The efficacy and safety of somapacitan in individuals with AGHD was confirmed in the large multinational, phase 3 trial, REAL 1, randomizing 301 GH treatment-naïve individuals with AGHD to once-weekly somapacitan, daily GH, or once-weekly placebo (13). After 34 weeks, once-weekly somapacitan demonstrated superiority over placebo on several body composition measures, including the primary endpoint change in truncal fat percentage, and it was concluded that somapacitan may be an effective alternative to daily GH in AGHD. Even though the trial was not powered to compare the two active treatment arms, a less pronounced effect of somapacitan compared with daily GH was noted for the reduction in truncal fat percentage. This could not be explained by different responses in insulin-like growth factor I (IGF-I) standard deviation score (SDS), as mean IGF-I SDS and IGF-I SDS distribution were similar between treatment groups. Since the REAL 1 trial was conducted in 17 countries, with stratified randomization according to region (Japan/all other countries), investigating the Japanese subgroup could provide important insights whether this finding seems to persist in a more homogeneous subpopulation. One phase 3 trial, that was conducted in previously GH treated Japanese individuals with AGHD, found that somapacitan demonstrated similar efficacy to daily GH on adipose tissue endpoints, measured using CT, and a similar sustained IGF-I profile (9). The Japanese subgroup in the pivotal REAL 1 trial could potentially extend such knowledge to GH treatment-naïve Japanese individuals with AGHD.

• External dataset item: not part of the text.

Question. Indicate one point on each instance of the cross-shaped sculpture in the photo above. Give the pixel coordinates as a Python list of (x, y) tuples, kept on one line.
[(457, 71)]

Hence, we present novel results of a subgroup study for the Japanese subpopulation in the somapacitan and daily GH groups from the REAL 1 trial, to evaluate the efficacy and safety of somapacitan and daily GH in GH treatment-naïve Japanese individuals with AGHD.

2 Materials and methods

2.1 Study design

The REAL 1 was a multicenter, multinational, randomized, parallel-group, placebo- and active-controlled phase 3 trial conducted at 92 sites in 17 countries in Africa, Asia, Europe, North America, and Australia (ClinicalTrials.gov: NCT02229851). Participants were randomized in a 2:1:2 ratio to receive either once-weekly somapacitan, once-weekly placebo, or daily GH for 34 weeks, followed by an extension period. The randomization was stratified by region (Japan/all other countries), sex, and diabetic status, and was carried out via a trial-specific, web-based interactive voice/web response system. The main trial period consisted of dose titration for 8 weeks followed by fixed-dose treatment for 26 weeks. The main trial period was double-blind with respect to once-weekly somapacitan and placebo, but open-label with respect to daily GH. The investigators and trial sites remained blinded throughout the trial. The protocol was approved by local and national ethics committees, as appropriate, and conducted in accordance with the International Conference on Harmonisation guidelines for Good Clinical Practice and the Declaration of Helsinki. Written informed consent was obtained from all patients prior to inclusion. Further information about the REAL 1 trial was previously published (13). In this subgroup study, we will report the results of the main trial period for the Japanese subpopulation in the somapacitan and daily GH groups. The placebo group will not be considered in this analysis, as the primary results, comparing somapacitan to placebo after 34 weeks, has already been reported separately for the global pivotal REAL 1 trial (13).

2.2 Participants

In Japan, screening was performed at 15 sites, with 14 sites randomizing participants. In brief, key inclusion criteria were: age 23 to 79 years, confirmed diagnosis of adult- or childhood-onset GHD, naïve to GH treatment or no exposure for at least 180 days prior to randomization, IGF-I SDS < -0.5 at screening, any replacement therapies for other hormone deficiencies adequate and stable, adequate testosterone level (males only), free T4 levels within normal range, and adequate adrenal function. Furthermore, for Japan, diabetes was among the exclusion criteria. A detailed description of inclusion and exclusion criteria was previously published (13).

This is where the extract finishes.